The frequent use of antibiotics has resulted in antibiotic selection pressure causing the prevalence of antibiotic resistance bacteria [102]. We found that there were most abundant tetracycline ARG in RM guts and most isolates from RM guts were resistant to tetracycline. Although tetracycline antibiotics were not used in the treatment of diarrhea of RMs, long-term and widespread use of tetracycline antibiotics has caused an extensive global tetracycline resistance [103]. Bacteroides spp. are reportedly the main carriers of the tetQ gene [104, 105]. Therefore, a prevalence of tetQ in RM guts might be due to abundant Bacteroides. Similarly, the widespread aminoglycoside ARGs in the chronic diarrhea RM gut microbiome may have resulted from the use of aminoglycoside antibiotics, and it also led to a high resistance rate to kanamycin. The use of florfenicol antibiotics may have caused a high abundance of floR in the guts of RMs [106]. Therefore, abundant ARGs in the guts of chronic diarrhea RMs may be strongly associated with the frequent use of antibiotics.
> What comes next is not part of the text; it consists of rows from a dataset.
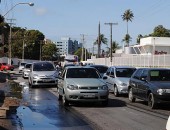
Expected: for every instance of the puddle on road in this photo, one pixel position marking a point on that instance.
(25, 118)
(32, 120)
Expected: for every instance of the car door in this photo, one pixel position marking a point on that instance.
(134, 81)
(107, 80)
(143, 84)
(61, 79)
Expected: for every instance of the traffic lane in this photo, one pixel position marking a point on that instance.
(119, 116)
(43, 111)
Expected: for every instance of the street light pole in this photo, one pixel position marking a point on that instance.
(111, 24)
(10, 35)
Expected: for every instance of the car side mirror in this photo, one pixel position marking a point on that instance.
(104, 77)
(143, 79)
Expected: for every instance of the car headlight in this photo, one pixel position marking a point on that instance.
(163, 91)
(104, 87)
(123, 84)
(55, 75)
(35, 76)
(72, 87)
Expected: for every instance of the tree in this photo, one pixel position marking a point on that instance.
(160, 31)
(49, 51)
(138, 38)
(127, 39)
(115, 46)
(127, 16)
(102, 39)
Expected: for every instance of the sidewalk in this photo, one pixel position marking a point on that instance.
(6, 102)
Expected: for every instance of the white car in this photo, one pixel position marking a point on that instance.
(117, 78)
(43, 73)
(168, 124)
(82, 84)
(26, 70)
(21, 66)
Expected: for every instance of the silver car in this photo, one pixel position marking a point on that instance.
(26, 70)
(82, 84)
(21, 66)
(117, 78)
(43, 73)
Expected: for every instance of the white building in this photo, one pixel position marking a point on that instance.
(149, 45)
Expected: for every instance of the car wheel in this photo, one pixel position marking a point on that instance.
(105, 103)
(151, 101)
(59, 96)
(65, 101)
(116, 93)
(130, 96)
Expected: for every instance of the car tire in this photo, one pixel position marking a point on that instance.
(116, 93)
(105, 103)
(65, 101)
(151, 101)
(131, 96)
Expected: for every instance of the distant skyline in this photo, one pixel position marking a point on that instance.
(60, 18)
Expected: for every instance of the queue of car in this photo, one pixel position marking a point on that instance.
(76, 83)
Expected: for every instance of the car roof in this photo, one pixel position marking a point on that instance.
(122, 67)
(98, 66)
(155, 68)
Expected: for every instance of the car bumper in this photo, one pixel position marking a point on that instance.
(123, 89)
(162, 98)
(87, 96)
(44, 82)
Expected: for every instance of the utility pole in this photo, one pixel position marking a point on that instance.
(99, 41)
(111, 24)
(9, 43)
(83, 48)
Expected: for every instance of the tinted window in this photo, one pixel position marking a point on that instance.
(82, 73)
(124, 72)
(101, 69)
(27, 65)
(43, 67)
(137, 74)
(160, 75)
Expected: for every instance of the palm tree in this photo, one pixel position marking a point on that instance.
(127, 16)
(102, 40)
(127, 39)
(115, 46)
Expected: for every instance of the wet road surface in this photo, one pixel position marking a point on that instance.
(42, 111)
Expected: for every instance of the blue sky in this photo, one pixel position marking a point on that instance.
(59, 18)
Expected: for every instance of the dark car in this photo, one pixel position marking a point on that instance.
(101, 68)
(151, 85)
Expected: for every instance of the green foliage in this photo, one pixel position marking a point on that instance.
(160, 31)
(48, 51)
(127, 39)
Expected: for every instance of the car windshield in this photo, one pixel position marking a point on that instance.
(27, 65)
(160, 75)
(43, 67)
(124, 72)
(82, 73)
(22, 64)
(101, 69)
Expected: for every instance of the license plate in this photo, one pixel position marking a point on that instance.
(46, 80)
(90, 95)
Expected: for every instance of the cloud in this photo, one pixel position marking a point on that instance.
(41, 11)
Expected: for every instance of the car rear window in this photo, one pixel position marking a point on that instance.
(43, 67)
(82, 73)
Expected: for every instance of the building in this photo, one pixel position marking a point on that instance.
(67, 46)
(149, 45)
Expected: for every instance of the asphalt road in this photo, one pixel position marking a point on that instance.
(40, 110)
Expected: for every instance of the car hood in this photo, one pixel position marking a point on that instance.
(163, 84)
(85, 82)
(44, 73)
(122, 79)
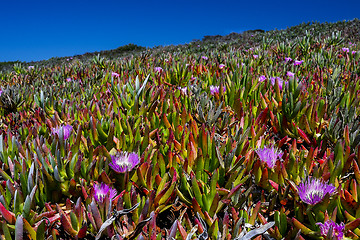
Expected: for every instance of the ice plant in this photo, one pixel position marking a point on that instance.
(337, 229)
(215, 89)
(158, 69)
(290, 74)
(279, 80)
(124, 161)
(101, 190)
(114, 74)
(269, 155)
(262, 78)
(183, 90)
(66, 131)
(296, 62)
(314, 190)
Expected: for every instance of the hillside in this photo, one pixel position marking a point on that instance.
(245, 136)
(350, 32)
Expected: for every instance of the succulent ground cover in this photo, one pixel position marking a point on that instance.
(200, 141)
The testing of resistant phenotypes of isolates further demonstrated serious antibiotic resistance of chronic diarrhea RMs gut microbiome. Not only was there a high abundance of ARG in the gut microbiome of chronic diarrhea RMs, but these RM guts also had high antibiotic resistance rates within isolates. These isolates from chronic diarrhea RMs generally had higher antibiotic resistance rates to florfenicol, tetracycline, aminoglycoside, quinolone, and cephalosporin antibiotics according to our susceptibility testing. Most of these antibiotics were used in previous treatments of diarrhea. Therefore, a directed use of antibiotics in the treatment of diarrheal RMs is necessary to avoid more serious antibiotic resistance. It is worth noting that almost all isolates were susceptible to imipenem and cefoxitin. Due to a stronger stabilization compared to other cephalosporins, bacteria usually had low resistance rates to cefoxitin (a type of cephamycin antibiotics) and imipenem (a type of carbapenem antibiotics) [107, 108]. Therefore, cephamycin and carbapenem antibiotics may be effective to treat diarrhea in RMs and provide new treatment protocols. Nonetheless, the use of cephamycin and carbapenem antibiotics still needs to be treated with caution to avoid novel antibiotic resistance. It is also necessary to monitor resistance phenotype(s) of common antibiotic resistance bacteria, such as Escherichia coli, in RM guts and the captive environment. These measures could effectively decrease the emergence and spread of antibiotic resistance in captive RMs.

Conclusions

In conclusion, our results indicated that individuals with chronic diarrhea had significantly different gut microbiomes compared with asymptomatic individuals. We also identified that frequent use of antibiotics caused antibiotic resistance in RM guts, with serious consequences for the treatment of chronic diarrhea. According to our results, beneficial strains of Lactobacillus from RM guts could be regarded as a potential probiotic to prevent or relieve RM diarrhea in future research and treatment. It was necessary to monitor antibiotic resistance of bacteria in RMs’ environments to reduce the propagative risks from ARGs and multidrug-resistant bacteria. Our results also revealed a greater similarity in gut microbial compositions between captive NHPs including RMs and humans with a non-westernized diet. This result suggests that diarrheal RM could be considered a suitable model to research diarrhea in humans with a non-westernized diet. Overall, our results provided a clearer understanding of the gut microbiome and antibiotic resistome of chronic diarrhea RMs.